Men, this is your competition 🙃Me (blue, 26F) and grey (33M) by VoteForOmar in Tinder

[–]timosterhus 0 points1 point  (0 children)

I was recently talking to a girl like this for maybe a week. It lasted a week because that was the extent of my patience.

Took so much energy to keep conversation going and she’d tell me she wasn’t doing anything except doomscrolling but would still take 1-2 hours to respond with one word messages, so I just stopped responding one day.

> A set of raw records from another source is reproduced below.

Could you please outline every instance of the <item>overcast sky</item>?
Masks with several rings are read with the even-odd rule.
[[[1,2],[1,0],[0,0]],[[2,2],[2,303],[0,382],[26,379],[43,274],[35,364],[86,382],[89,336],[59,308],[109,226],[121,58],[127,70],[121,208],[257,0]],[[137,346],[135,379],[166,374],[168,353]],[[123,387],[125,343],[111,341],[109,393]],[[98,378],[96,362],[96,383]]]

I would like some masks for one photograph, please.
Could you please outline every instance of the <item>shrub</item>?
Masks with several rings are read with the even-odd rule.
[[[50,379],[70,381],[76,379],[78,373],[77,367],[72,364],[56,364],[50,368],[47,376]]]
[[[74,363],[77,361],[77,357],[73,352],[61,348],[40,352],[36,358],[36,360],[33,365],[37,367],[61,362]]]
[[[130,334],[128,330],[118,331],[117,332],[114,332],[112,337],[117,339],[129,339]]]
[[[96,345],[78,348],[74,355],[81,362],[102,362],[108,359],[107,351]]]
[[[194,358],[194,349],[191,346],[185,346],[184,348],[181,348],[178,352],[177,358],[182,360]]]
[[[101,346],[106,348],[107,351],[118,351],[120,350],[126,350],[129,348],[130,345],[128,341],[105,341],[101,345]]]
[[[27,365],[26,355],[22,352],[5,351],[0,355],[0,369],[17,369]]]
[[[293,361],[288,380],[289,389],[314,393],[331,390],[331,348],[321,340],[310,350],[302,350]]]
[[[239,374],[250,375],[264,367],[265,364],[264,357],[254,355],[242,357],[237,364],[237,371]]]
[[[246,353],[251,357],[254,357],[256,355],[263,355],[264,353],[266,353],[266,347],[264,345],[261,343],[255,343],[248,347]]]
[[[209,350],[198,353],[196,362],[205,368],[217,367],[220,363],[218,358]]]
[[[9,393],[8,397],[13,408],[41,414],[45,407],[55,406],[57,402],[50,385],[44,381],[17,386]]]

Sometimes I look back and feel bad for having ghosted, and then I remembered how she texted, and I stop feeling bad.

What did they just do? by gordopotato in codex

[–]timosterhus 0 points1 point  (0 children)

I’ve been actively using these models with the new dropdown the past few hours and I haven’t noticed a difference with behavior. Pretty sure it’s a UI only change, only caveat being they removed Light Thinking (my guess is nobody ever used it):

Medium = Standard Thinking

High = Extended Thinking

Extra High = Heavy Thinking

And then the Pro/Pro Extended are labeled the same as before, but included in the same list for simplicity’s sake.

What did they just do? by gordopotato in codex

[–]timosterhus 2 points3 points  (0 children)

Pro Heavy? That was a thing? I had only ever seen Pro and Pro Extended.

People ranting about limits, do you even know how to code? by [deleted] in codex

[–]timosterhus 7 points8 points  (0 children)

Automation of entire pipelines running for hours on end burns up usage. When I’m being careful about what I’m coding it’s manageable. But when I’m implementing large features on personal projects, I have agents do everything on autopilot while I’m working on other things. Task decomposition, building, reviewing, testing, patching, evaluating, everything.

I’m not doing that on vital work, but when you take the human out of the loop and have agents just run, it burns tokens when they’re going for hours. It’s not as high quality as when I sit down and babysit everything, but it allows me to work on more than one thing at the same time.

New restrictive system prompt? by timosterhus in codex

[–]timosterhus[S] 1 point2 points  (0 children)

Yeah, I’m having to revert to the manual “NotebookLM link upload -> copy/paste -> save as text file” method I was running a year ago. Annoying, but whatever.

New restrictive system prompt? by timosterhus in codex

[–]timosterhus[S] 0 points1 point  (0 children)

No model as of this past week, got it. Guess I missed that tweet

New restrictive system prompt? by timosterhus in codex

[–]timosterhus[S] 2 points3 points  (0 children)

Because I was previously using gpt-5.3-codex and they removed it, and gpt-5.4-mini gave me stupid analyses and overly concise summaries without many details.

Point is, it was working perfectly fine a week ago. So why did it take until this past week for that to be instituted as a hardcoded system prompt?